Today marks a significant milestone in the history of our community, as the effective date of the Home and Community Based Services (HCBS) Settings Rule.
It’s hard to capture just how much has happened in the nine years since the Obama administration finalized the HCBS Settings Rule in 2014 – or the years during which the rule was under development. The Rule requires states to ensure that people accepting services under an HCBS waiver have full access to the least restrictive community-based services possible, thereby enhancing their sense of community and their independence in day-to-day activities. Of course, it’s about more than just settings; the Rule requires that people have choices about where they live and work, but also the people with whom they interact and the extent to which their daily living services remain private.
The road to today’s compliance deadline has been long and complicated. The regulation initially gave states until 2019 to determine how they would comply, at which point the U.S. Department of Health & Human Services would begin withholding funding for programs. Before we got to that point, however, the Trump administration in May 2017 delayed the implementation by three years, postponing from 2019 until 2022, citing the “difficult and complex nature” of compliance. Of course, the COVID-19 pandemic and its impact on the workforce crisis threw a significant wrench into the implementation process, necessitating another postponing of the deadline for implementation.
ANCOR has always supported the Settings Rule and its emphasis on the critical importance of autonomy, self-determination, and access to quality home- and community-based services. We’ve learned from many ANCOR members that the rule’s expectations are achievable – they’ve been providing services in this manner for years. But they acknowledge that this fundamental shift in how to support people takes time and resources. That’s why we pushed the Centers for Medicare & Medicaid Services to clearly understand the impact of the magnitude of the workforce crisis and that successful implementation demands appropriate funding, technical assistance and guidance.

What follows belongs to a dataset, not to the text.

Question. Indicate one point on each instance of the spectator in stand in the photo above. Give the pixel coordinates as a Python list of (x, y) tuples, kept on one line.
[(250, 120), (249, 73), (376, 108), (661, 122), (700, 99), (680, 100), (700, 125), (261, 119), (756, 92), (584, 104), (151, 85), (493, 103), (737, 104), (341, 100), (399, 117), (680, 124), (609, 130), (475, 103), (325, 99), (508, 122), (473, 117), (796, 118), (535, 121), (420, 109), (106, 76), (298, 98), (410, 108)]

I’m proud of the advocacy of the ANCOR community from the beginning, and the tangible impact it has had. Most notably, in direct response to ANCOR’s advocacy, CMS announced a process last May to enable states to use corrective action plans to request additional time to comply with the staffing-dependent provisions of the Rule. Since then, nearly 40 states have officially sought additional time to comply with the staffing-dependent provisions while remaining committed to the Rule’s other provisions. Equally importantly, other advocates, frustrated that the rule has taken so long to be fully enforced, understand and agree with what we’ve all been saying for years: that the biggest barrier to greater community inclusion is the DSP workforce crisis.
Taken together, this means that we all still have important work to do. Nevertheless, we have accomplished so much since the Settings Rule was issued in 2014, and the road ahead for the people we support will be more inclusive and more equitable thanks to your dedication and commitment.
For that, I hope you will take a moment today to reflect on this significant achievement and the meaningful role you have played in it.